Every member of urain society is honour-bound to routinely transfer their memories to a member of the augur caste to contribute to historical record. The vast quantities of memory stored by any one enurai–let alone an augur–are staggering, but an augur’s carefully crafted mind can accommodate and compartmentalize knowledge deemed unimportant in such a way that it is only accessible to a desiring augur, which streamlines the history immensely.

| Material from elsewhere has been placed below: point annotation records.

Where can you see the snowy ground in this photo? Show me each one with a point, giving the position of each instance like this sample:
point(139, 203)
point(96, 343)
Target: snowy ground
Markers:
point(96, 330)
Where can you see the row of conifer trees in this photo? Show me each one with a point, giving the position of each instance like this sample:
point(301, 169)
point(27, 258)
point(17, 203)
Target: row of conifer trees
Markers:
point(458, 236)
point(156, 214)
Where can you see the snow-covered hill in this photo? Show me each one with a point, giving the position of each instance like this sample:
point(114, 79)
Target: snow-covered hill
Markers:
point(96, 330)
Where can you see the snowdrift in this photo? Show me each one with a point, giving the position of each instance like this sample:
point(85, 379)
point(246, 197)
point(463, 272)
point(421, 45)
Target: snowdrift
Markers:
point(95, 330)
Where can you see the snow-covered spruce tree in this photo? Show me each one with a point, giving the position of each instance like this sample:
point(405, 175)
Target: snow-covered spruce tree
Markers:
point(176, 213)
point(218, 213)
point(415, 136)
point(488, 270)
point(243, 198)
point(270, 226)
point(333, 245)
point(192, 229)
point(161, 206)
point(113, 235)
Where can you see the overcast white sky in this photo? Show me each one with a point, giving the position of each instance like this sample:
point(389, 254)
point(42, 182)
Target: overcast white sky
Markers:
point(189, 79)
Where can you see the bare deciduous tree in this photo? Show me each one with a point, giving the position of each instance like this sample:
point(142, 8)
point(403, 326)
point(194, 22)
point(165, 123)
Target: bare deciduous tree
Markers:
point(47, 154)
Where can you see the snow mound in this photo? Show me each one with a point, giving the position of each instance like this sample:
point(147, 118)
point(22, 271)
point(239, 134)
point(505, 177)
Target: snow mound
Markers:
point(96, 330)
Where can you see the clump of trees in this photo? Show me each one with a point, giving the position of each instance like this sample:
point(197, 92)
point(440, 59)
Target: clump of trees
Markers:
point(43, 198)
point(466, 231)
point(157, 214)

In marriage, augurs can combine disparate personae of different lineages into a single consciousness during replication. This serves to merge skill sets and memory and create more complex minds. Augurs can also marry various related experiences to create an aggregate continuity; this helps streamline events experienced by many individuals. With a living history contributed to by every member of society, urai hold each other accountable to their shared history; holes in the history, such as those caused by death premature to transference, are considered anathema. It is for this reason that the urai are averse to sudden conflict, which risks the loss of individuals before their memory can be preserved with the augurs.